Desde o
início do conflito russo-ucraniano em 24 de fevereiro de 2022, a Ucrânia ocupa
lugar de destaque na agenda internacional. Contudo, esta não é a primeira vez
que o "celeiro da Europa" se torna alvo das disputas entre potências
ocidentais e orientais. Há mais de um século, durante a Primeira Guerra
Mundial, a Ucrânia também foi o centro de um grande jogo geopolítico, onde
política, religião e maçonaria desempenharam papéis decisivos.
Antecedentes históricos: a influência do Ocidente
Em 1595, a
Igreja de Roma, através da União de Brest, buscou integrar parte da Igreja
Ortodoxa Ucraniana à sua esfera de influência. Séculos depois, em 1917, durante
o colapso do Império Russo após a Revolução de Fevereiro em Petrogrado, o
Ocidente tentou novamente consolidar sua presença na Ucrânia. O plano de
partilha de zonas de influência previa que o Cáucaso ficasse sob domínio
britânico e a Ucrânia sob a influência francesa.
Neste
contexto, a França, apoiada pelo princípio das nacionalidades que ganhava força
na Europa, enviou o jornalista Jean Pélissier a Kiev de maneira informal para
persuadir o Parlamento Ucraniano (a Rada) a manter sua aliança com a Entente
(França e Inglaterra) e resistir à sedução dos Impérios Centrais. Em troca,
Kiev exigia reconhecimento oficial por parte de Paris.
A Maçonaria e a "Jovem Ucrânia"
Segundo o
historiador polonês Ludwik Hass, entender esse momento histórico exige
considerar o papel da maçonaria entre os dirigentes da "Jovem
Ucrânia". Destacados líderes, como o advogado Serghej Markotun (membro da
loja "Pietra Cubica" de Moscou), o jurista Artym Halip e o arquiteto
Mykola Shumits'kyi (membros das lojas "Narcisus" e "Slavi
Uniti" de Kiev), bem como o jornalista Symon Petljura, tinham ligações
maçônicas.
Em 1917,
Markotun ascendeu à posição de Grão-Mestre da Grande Loja da Ucrânia,
fortalecendo laços fraternais com Jean Pélissier. A maçonaria, portanto, atuava
nos bastidores, influenciando decisões cruciais no processo de independência
ucraniana.
Revolução de Outubro e novos equilíbrios
Entretanto,
os acontecimentos aceleraram com a Revolução de Outubro e a ascensão dos
bolcheviques. Pressionada, a Rada assinou a paz de Brest-Litovski em fevereiro
de 1918, aceitando apoio dos Impérios Centrais. Tropas alemãs marcharam sobre
Kiev, viabilizando a instalação de Pavlo Skoropadskyi como hetman da Ucrânia.

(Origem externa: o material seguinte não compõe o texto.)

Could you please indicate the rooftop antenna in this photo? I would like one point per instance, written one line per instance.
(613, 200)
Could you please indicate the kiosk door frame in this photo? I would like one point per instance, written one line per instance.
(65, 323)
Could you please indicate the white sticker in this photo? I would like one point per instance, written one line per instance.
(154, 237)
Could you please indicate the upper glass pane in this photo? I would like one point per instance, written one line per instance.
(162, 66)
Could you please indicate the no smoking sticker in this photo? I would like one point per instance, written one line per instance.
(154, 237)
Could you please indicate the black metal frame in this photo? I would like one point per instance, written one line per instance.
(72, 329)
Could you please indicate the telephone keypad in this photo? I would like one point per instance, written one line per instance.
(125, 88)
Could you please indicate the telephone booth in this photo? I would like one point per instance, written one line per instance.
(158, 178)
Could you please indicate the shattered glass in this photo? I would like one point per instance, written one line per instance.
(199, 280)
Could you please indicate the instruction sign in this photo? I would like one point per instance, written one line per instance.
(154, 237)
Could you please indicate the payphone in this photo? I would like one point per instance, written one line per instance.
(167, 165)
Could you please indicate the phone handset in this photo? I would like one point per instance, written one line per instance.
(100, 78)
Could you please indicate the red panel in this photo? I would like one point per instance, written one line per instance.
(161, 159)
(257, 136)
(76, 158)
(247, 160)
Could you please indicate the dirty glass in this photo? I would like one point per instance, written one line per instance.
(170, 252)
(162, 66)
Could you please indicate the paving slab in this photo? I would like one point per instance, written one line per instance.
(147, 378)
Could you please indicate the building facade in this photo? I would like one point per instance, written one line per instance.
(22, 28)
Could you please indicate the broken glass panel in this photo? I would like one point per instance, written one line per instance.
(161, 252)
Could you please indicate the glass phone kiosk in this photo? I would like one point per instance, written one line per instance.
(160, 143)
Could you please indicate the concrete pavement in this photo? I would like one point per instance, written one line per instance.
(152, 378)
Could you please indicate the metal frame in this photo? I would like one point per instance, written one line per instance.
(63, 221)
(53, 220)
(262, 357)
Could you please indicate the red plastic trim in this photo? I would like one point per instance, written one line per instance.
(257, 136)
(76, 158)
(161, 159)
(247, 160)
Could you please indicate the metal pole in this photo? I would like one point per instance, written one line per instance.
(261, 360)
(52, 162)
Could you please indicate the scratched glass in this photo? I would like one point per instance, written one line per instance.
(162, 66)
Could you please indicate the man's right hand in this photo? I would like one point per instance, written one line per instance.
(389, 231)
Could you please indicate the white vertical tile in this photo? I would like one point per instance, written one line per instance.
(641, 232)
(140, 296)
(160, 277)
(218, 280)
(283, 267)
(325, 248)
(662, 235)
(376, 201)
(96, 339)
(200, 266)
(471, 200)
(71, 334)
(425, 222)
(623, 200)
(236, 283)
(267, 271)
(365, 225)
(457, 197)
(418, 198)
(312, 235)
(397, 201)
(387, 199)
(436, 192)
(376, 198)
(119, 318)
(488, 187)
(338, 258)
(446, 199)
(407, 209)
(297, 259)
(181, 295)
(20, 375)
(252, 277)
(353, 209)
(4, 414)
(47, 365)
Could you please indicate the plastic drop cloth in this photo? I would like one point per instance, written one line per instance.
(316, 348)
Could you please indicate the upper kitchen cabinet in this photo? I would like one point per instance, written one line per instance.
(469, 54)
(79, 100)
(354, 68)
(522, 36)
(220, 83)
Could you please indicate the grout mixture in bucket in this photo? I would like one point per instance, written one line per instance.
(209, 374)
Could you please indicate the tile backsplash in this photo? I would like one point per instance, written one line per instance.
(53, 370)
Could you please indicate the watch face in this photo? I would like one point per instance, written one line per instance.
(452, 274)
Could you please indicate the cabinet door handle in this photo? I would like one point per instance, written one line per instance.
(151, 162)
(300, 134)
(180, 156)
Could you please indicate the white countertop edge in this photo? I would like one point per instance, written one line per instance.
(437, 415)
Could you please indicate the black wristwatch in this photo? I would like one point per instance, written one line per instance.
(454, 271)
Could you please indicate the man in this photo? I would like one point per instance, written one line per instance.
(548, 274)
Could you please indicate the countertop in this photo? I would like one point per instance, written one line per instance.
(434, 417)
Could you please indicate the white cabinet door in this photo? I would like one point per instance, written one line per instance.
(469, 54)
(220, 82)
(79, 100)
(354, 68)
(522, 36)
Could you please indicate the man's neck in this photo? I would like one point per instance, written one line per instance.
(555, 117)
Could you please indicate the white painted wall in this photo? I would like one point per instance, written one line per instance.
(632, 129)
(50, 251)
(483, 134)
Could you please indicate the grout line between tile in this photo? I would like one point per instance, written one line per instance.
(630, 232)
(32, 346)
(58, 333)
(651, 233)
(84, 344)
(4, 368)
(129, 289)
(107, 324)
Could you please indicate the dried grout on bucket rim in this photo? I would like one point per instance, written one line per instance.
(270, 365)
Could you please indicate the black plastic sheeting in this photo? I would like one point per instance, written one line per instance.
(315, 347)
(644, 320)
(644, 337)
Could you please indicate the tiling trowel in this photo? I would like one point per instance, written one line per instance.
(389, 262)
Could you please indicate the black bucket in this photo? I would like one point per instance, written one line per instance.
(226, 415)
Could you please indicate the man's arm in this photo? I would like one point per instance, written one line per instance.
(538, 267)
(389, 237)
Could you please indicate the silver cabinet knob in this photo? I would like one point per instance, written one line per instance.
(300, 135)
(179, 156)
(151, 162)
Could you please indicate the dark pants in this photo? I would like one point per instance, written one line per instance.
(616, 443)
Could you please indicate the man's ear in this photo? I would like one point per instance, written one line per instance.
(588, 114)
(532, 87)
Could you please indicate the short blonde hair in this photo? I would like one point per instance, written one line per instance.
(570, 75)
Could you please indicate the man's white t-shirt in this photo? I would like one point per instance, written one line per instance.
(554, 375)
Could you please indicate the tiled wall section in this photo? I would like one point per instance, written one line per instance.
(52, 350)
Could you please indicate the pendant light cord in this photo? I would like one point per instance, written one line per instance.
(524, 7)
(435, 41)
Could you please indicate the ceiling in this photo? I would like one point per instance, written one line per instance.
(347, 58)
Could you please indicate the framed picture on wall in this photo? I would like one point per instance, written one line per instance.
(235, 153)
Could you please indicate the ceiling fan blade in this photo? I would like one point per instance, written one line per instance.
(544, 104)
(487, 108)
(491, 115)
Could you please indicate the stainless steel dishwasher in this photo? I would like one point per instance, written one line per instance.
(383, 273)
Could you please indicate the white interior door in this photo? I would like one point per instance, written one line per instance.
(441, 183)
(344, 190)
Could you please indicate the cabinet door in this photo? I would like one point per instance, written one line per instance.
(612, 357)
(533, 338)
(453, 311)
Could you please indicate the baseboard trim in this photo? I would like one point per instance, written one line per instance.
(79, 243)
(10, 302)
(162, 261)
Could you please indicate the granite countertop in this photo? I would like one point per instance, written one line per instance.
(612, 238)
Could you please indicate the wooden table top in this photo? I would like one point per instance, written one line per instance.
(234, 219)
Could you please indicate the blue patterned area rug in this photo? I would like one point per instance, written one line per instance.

Markotun tornou-se secretário do novo governo, e Halip, vice-ministro das
Relações Exteriores.
Apesar de
afastar o perigo imediato do bolchevismo, a presença alemã impedia o projeto de
uma Rússia federalista, apoiado pelos franceses. Com o fim da Primeira Guerra
Mundial, a situação ucraniana tornou-se caótica: os alemães retiraram-se,
surgindo o Diretório Ucraniano, que buscava alianças contra os bolcheviques,
sem sucesso. A França, sob Clemenceau, recusou fornecer armas e apoio
substancial. A supremacia bolchevique foi selada pela Paz de Riga, em 1921, que
dividiu o território ucraniano entre a Rússia e a Polônia.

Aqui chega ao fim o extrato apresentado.